I consume podcasts more than any other media. I am subscribed to WAYYYY too many and have to listen to them at 1.6x speed to not get too far behind. One podcast I truly respect is Radical Personal Finance by Joshua Sheats.

Joshua is a husband, father of four, in his mid-30s who walked away from the traditional financial world and has taken his family all around the world to be a global citizen. He is highly intelligent, sometimes way too verbose, but has done something so elegantly simple. He has explained financial planning in 10 words.

What are those 10 words?

  1. Maximize Income
  2. Minimize Expenses
  3. Invest
  4. Protect the investments
  5. Optimize Lifestyle

Now there are a tremendous amount of nuances within these 10 words and five steps, but you can’t make financial planning any simpler. Most people focus on #1 and #3, maximizing income and investing. I focus on #2 and #4, minimizing expenses and protecting investments, but especially #2. Let’s run through why.

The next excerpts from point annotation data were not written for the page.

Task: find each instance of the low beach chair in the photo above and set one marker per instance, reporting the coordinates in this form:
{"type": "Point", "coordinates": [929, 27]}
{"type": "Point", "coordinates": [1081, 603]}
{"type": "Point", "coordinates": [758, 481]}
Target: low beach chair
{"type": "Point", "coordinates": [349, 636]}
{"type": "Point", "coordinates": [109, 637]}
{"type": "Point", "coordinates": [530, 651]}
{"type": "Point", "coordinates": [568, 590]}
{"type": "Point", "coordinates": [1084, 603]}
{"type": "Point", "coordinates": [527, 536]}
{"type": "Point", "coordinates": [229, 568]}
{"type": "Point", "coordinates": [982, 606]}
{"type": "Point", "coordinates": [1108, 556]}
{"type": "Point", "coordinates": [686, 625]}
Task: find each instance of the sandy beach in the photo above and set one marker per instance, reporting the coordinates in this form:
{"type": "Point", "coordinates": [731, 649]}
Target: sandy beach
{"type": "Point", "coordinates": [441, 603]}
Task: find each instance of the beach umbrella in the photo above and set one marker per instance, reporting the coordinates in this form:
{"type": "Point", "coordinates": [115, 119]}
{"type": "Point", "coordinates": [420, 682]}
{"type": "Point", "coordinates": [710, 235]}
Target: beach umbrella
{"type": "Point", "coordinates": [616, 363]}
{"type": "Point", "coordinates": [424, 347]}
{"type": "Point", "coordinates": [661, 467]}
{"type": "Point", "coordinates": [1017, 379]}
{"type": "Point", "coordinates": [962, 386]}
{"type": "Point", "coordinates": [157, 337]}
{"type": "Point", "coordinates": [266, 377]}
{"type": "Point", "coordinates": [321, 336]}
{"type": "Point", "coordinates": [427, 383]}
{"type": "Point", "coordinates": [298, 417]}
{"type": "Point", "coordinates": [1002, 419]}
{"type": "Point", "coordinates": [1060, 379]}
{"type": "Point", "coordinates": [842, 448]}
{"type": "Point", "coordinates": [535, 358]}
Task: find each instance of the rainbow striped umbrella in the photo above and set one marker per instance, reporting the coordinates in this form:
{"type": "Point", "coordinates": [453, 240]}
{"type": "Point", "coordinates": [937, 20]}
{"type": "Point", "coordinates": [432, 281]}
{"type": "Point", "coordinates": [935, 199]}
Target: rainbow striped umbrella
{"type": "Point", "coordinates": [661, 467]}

Financial advisors focus on the 4% rule. Of your assets that do not provide consistent cash flow, it is reasonable to assume that you can remove 4% of that money every year and the money will not run out during your retirement years. So, if someone has $1,500,000 saved for retirement, with a high degree of probability, one can take $60,000 a year from those assets and the assets will not run out.

The way I like to phrase it is financial advisors like to play offense. What assets do you have? Let’s try and grow the assets bigger!

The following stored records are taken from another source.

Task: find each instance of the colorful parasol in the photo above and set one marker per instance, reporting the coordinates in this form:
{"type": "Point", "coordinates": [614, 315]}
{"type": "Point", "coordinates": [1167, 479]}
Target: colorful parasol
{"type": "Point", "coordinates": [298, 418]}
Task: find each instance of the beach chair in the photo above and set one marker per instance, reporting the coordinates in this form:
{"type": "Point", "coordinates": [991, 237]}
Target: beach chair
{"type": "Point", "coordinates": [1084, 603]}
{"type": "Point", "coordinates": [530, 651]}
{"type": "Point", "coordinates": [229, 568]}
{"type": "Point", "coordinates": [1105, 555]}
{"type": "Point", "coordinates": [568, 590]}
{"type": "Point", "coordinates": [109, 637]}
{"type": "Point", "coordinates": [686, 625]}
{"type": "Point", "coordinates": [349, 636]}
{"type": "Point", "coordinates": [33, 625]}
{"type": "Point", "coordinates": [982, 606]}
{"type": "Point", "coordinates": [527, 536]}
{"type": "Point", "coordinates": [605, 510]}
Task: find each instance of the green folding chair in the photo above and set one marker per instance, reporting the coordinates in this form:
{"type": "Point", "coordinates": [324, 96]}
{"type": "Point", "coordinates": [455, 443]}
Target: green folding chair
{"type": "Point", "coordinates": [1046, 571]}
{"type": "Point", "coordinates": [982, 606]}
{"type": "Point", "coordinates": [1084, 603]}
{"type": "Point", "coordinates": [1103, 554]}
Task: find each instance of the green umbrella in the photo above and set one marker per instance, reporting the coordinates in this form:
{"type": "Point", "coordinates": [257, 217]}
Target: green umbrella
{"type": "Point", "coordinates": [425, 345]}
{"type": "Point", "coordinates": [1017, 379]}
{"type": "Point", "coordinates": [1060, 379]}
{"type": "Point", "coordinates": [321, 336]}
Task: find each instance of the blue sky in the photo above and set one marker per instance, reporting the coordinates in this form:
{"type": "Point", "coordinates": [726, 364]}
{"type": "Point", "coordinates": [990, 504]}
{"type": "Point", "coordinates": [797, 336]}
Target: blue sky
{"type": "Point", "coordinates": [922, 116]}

But Bear Bryant, the famous Alabama football coach, stated, “Offense sells tickets, but defense wins championships.” If one only focuses on offense, then you’ll never win the game.

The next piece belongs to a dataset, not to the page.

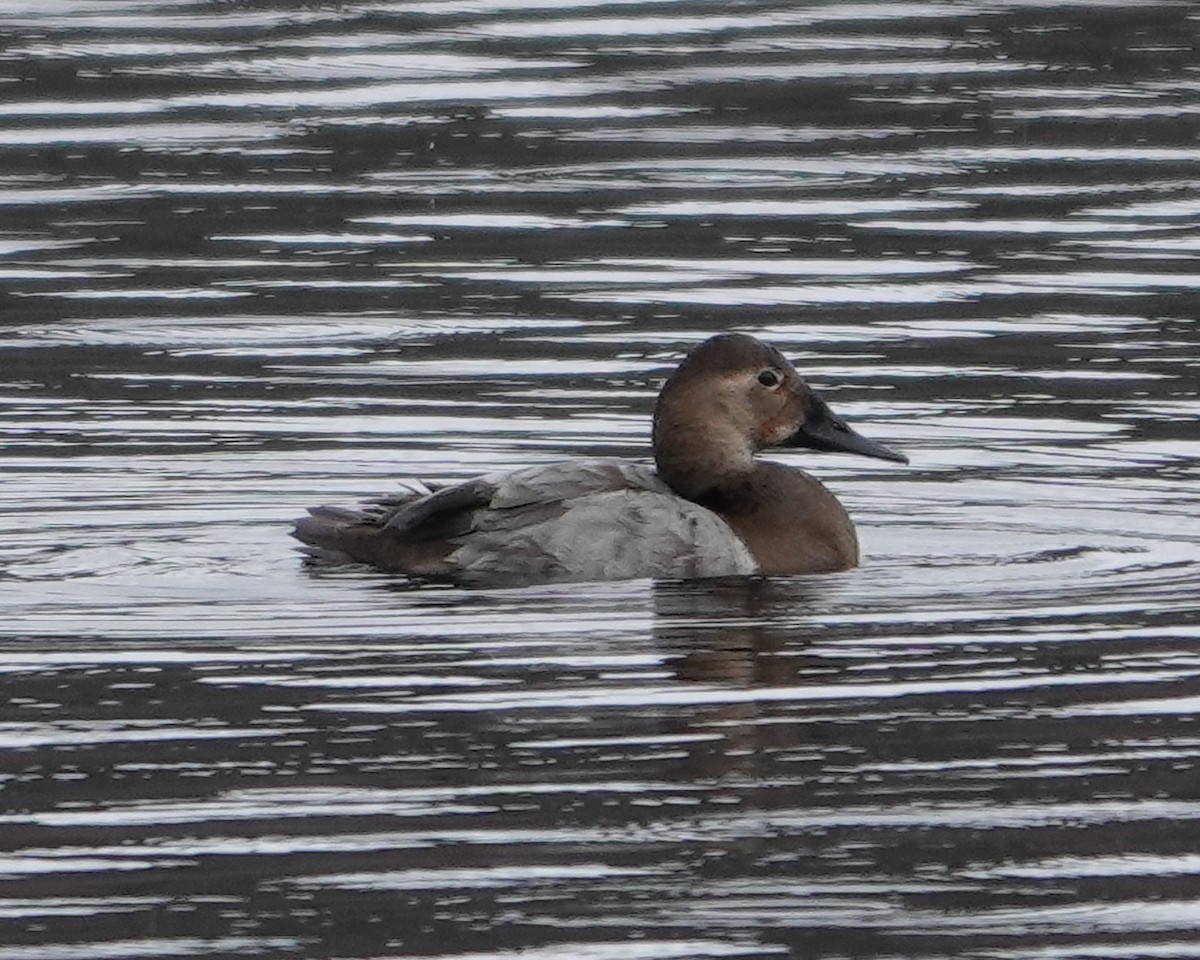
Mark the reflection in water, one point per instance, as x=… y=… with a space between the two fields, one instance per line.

But how does one play defense in the financial world? It’s about looking at expenses. Like I mentioned in my previous article regarding auditing expenses in business, you can look at expenses in your personal life too and see what is not necessary. But what if you could make a really big shift on your expenses, like some of my clients do? If that’s the case, retirement becomes much more attainable.

Let’s put some numbers to this. Since I was a dentist, I have heard some dental-specific financial advisors say the average dentist in their client base spends $17,000/month to live. That’s $200,000 per year for living their lifestyle.
We go back to the 4% rule. For that dentist to live a $200,000 per year lifestyle, that dentist would need to amass $200,000/4% = $5,000,000 in assets [dividing by 4% is like multiplying by 25] to keep the same lifestyle in play for retirement. However, that 4% rule was done in the 1980s when interest rates were much higher. So I’ll tell people you should multiply by 30 to be safe. So our dentist should really have $6,000,000 in assets to feel comfortable.

Remember, this is only looking at playing offense. What if we played defense? What if we could live the same lifestyle, but we figured out a way for it to cost us less? If our $17,000/mo lifestyle could and should really only cost us

$12,000/month:
$12,000/mo x 12 months = $144,000 yearly
$144,000 annual budget x 30 = $4,320,000 in assets to live the same lifestyle in retirement

By living the same lifestyle, but rearranging the expenses so our life costs less, we could be $1.68 million dollars closer to the goal of retirement. I haven’t found a financial advisor yet that can guarantee they can get you that far ahead financially by focusing on just investing. But it can happen when you focus on managing expenses.

Your one action step is to figure out what are your annual expenses. Multiply that number by 30 and that lets you know if you are on track for retirement or have to make a change, maybe a serious change, to how retirement is going to look.